Fresh insight into how a harmful parasite harnesses the energy it needs to function could point towards therapies to prevent potentially fatal diseases.
New understanding of the infectious parasite, known as leishmania - which is spread by biting sandflies - points towards ways to limit its impact.
The findings could help curb related infections, which cause a million cases of disease and kill 20,000 to 30,000 people around the world each year.
Researchers used sophisticated imaging techniques to show how drugs could be designed to kill the parasite by targeting a key enzyme linked to its metabolism.
A team from the University of Edinburgh studied how activity in this enzyme, called LmFBPase, is controlled by another molecule known as AMP.
Using crystal structures, they revealed the biological mechanism by which AMP prevents the enzyme from functioning.
Scientists compared this to the equivalent process in humans, and found that it works in a slightly different way.
AMP binds differently to the enzyme in humans compared with in parasites.

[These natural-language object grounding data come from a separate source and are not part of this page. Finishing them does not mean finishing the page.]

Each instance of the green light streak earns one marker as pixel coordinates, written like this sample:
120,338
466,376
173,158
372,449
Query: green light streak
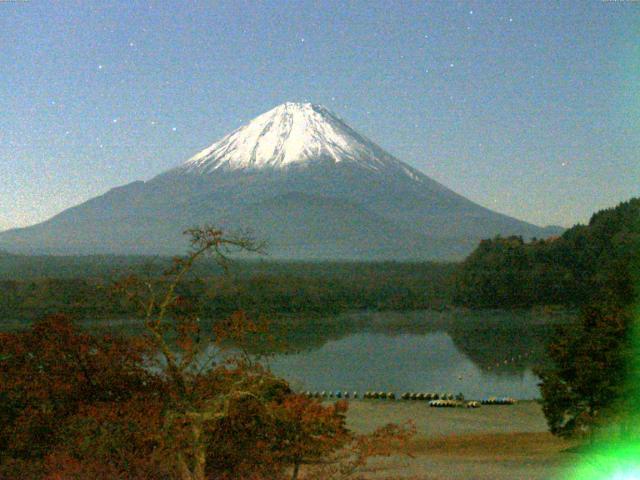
617,457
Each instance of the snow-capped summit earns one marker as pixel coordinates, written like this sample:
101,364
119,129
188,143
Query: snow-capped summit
300,179
291,133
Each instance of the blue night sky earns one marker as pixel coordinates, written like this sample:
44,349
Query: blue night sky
529,108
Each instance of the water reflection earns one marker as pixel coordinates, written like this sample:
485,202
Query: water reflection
476,353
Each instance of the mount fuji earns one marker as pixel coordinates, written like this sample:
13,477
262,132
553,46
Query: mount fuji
299,178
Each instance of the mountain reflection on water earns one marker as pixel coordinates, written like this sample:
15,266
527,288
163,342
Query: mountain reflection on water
477,353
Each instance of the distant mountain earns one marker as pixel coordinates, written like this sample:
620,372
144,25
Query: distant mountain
302,180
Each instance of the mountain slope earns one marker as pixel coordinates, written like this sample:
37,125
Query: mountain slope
298,176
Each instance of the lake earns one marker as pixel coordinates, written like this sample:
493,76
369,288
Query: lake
477,353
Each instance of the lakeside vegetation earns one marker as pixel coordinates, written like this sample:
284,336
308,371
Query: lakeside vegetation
83,286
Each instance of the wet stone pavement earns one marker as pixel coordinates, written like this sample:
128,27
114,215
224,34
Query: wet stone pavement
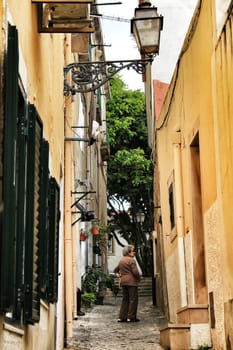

These differences provide opportunities to develop drug molecules that would target the enzyme in parasites, but would have no effect on people.
The study, published in the Journal of Molecular Biology, was supported by Wellcome, the Scottish University Life Sciences Alliance and the Biotechnology and Biological Sciences Research Council.
Professor Malcolm Walkinshaw of the University of Edinburgh's School of Biological Sciences, who led the study, said: "Our detailed studies show how drugs might be developed to target these deadly parasites, without causing additional harm to affected people."